Traffic Sergeant Pete Stringer has dealt with some of the most serious crashes in North Yorkshire, and investigated exactly how they happened. He has also helped devastated families pick up the pieces in the aftermath.
In a blog for North Yorkshire Police he also reveals the easiest change motorists can make to the way they drive to prevent one.
He was speaking shortly after a force-wide speed reduction campaign, Op Vis, which saw high-visibility police presence across the county to target speeding hotspots.
Sgt Stringer said: “It still gives me goose pimples when I think about the first time I had to deliver a death message to a family after a fatal crash.
“It was more than 20 years ago. But it’s something I’ll never forget.
“It was a few days before Christmas and the family I went to see had been Christmas shopping. They’d probably been buying presents for the victim as the collision happened.

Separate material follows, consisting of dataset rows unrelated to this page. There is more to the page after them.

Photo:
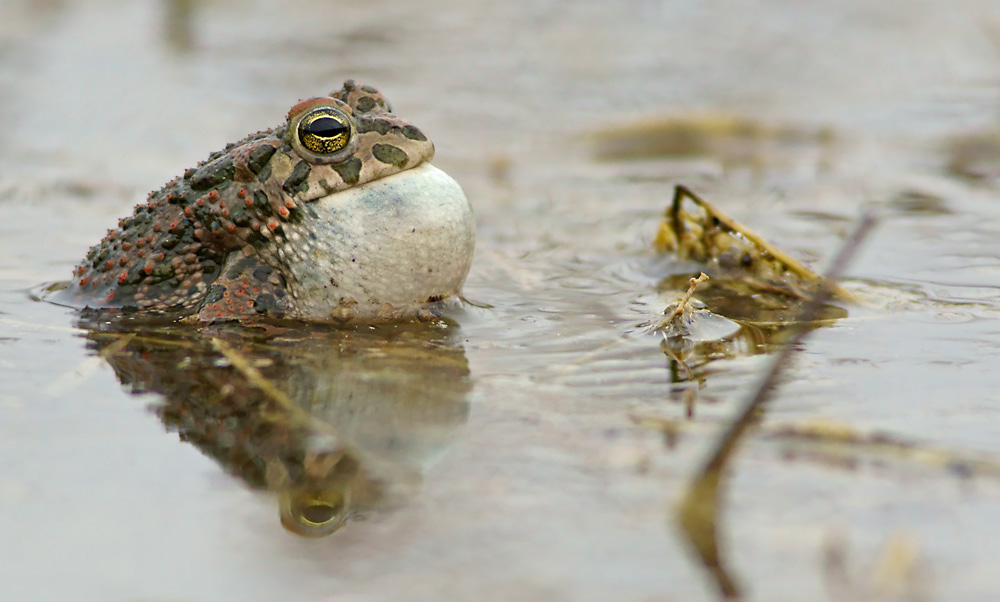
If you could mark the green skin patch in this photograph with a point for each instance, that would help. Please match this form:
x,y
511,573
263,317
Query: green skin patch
x,y
168,256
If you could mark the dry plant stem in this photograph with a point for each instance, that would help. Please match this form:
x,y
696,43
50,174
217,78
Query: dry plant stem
x,y
697,513
809,315
682,305
677,225
296,415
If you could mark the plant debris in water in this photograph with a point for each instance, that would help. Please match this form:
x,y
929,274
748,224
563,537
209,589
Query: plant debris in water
x,y
698,513
697,230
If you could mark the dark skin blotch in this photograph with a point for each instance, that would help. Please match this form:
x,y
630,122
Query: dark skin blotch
x,y
297,181
213,175
374,125
259,157
393,155
261,204
413,133
349,170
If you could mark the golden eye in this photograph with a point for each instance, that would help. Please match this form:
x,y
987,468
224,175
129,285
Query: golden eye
x,y
324,131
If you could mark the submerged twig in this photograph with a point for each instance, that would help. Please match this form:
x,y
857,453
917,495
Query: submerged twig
x,y
698,511
296,414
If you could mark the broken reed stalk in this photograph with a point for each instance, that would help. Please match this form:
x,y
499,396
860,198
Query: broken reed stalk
x,y
809,314
698,510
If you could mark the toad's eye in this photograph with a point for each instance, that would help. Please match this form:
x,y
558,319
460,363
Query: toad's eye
x,y
323,131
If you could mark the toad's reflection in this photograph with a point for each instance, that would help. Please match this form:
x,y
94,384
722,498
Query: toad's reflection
x,y
336,422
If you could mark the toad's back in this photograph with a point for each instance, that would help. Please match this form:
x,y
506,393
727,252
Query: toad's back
x,y
335,214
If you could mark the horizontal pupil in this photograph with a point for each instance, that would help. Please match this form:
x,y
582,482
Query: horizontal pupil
x,y
325,127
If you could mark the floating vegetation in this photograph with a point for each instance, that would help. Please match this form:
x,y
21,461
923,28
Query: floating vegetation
x,y
697,514
697,230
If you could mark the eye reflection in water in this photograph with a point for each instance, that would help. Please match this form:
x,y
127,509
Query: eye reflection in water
x,y
336,422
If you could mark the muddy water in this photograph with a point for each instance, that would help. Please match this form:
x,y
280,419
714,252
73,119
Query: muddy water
x,y
524,475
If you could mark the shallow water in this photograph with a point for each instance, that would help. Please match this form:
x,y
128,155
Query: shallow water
x,y
528,477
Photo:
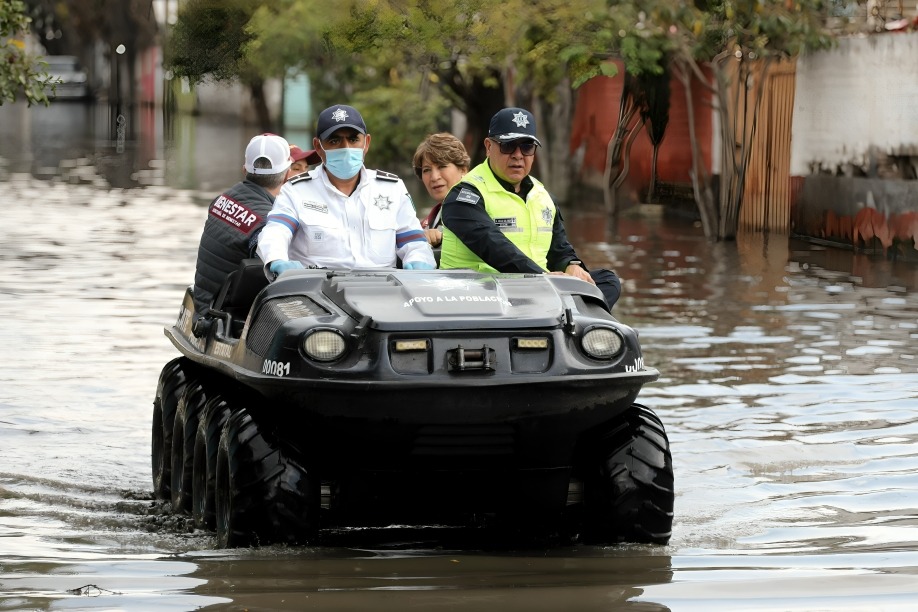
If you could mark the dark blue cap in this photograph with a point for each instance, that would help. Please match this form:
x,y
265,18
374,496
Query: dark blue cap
x,y
512,124
336,117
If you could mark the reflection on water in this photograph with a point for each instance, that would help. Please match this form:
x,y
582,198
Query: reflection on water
x,y
789,390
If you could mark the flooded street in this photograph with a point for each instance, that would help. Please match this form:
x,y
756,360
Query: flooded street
x,y
789,389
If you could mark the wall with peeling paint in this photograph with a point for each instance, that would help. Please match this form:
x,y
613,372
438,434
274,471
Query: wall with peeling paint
x,y
854,154
854,102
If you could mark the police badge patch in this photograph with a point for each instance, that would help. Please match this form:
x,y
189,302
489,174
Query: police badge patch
x,y
317,206
467,196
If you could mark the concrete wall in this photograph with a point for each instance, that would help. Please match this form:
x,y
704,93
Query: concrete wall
x,y
855,102
855,144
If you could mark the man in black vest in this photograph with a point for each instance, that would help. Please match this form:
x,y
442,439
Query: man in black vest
x,y
236,217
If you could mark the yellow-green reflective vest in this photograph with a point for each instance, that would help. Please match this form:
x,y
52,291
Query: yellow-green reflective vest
x,y
527,224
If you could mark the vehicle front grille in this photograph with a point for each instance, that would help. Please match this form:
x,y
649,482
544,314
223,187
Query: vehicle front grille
x,y
464,440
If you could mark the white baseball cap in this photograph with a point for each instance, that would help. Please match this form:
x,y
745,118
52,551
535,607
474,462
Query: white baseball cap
x,y
273,148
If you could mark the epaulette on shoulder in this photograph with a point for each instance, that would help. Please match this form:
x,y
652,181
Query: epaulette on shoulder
x,y
382,175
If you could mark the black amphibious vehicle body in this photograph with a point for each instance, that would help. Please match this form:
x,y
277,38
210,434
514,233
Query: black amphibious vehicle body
x,y
370,397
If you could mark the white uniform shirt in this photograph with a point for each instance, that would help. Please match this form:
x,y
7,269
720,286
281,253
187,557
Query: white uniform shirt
x,y
314,223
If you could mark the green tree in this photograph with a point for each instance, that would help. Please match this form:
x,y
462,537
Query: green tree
x,y
20,73
210,41
478,56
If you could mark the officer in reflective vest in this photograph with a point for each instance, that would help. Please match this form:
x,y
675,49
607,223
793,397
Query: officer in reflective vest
x,y
501,219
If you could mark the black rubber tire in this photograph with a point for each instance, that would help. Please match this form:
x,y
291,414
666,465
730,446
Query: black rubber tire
x,y
262,495
628,490
206,444
184,430
172,381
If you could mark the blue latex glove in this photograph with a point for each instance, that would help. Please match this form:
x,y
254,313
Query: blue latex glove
x,y
282,265
418,265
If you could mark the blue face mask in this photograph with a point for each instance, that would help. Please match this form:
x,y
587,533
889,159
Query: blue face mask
x,y
344,163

“As they saw me approach their home, they knew exactly why I was there before I’d said a word. And from that moment on, their lives would never be the same again.
“Dealing with fatal collisions is the worst part of a traffic officer’s job. Seeing someone who’s died of traumatic injuries is harrowing. It’s possibly the only place you see injuries like that outside a battlefield.
“But seeing the look on the face of their husband, wife, mother, father, son or daughter when they open the door expecting to see a loved one, and instead see the police officer who‘s come to deliver a death notice – well, that awful moment stays with you forever.” More than nine out of ten collisions are due to driver error.
North Yorkshire Police investigates every fatal collision and its statistics show that inappropriate speed is one of the main contributing factors in the majority of fatal crashes.
Drivers who travel at 35mph rather than 30mph need an extra one metre to think before you can even react, and an extra five metres to brake. That’s an extra six metres in total.
“It’s the difference between someone stepping out in your path and carrying on with their day after you narrowly miss them, versus someone stepping out and being flung over your car like a ragdoll and taking their final breath as they lie on the carriageway. “I’m constantly stunned by the amount of times I hear people say ‘but I was only a few miles an hour over the limit’… "I’m stunned by the amount of fatal collisions I’ve attended where the driver was ‘only a few miles an hour over the limit’."
“We deal with such incidents. They are real. They happen here in North Yorkshire. Nobody thinks it will happen to them. But it does.”
Sgt Stringer added that speed limits aren’t a target, they’re a limit. They are there to give you more time to think and respond, and added: “Trust me, if you saw what I saw, you’d never speed, even by a few miles an hour.”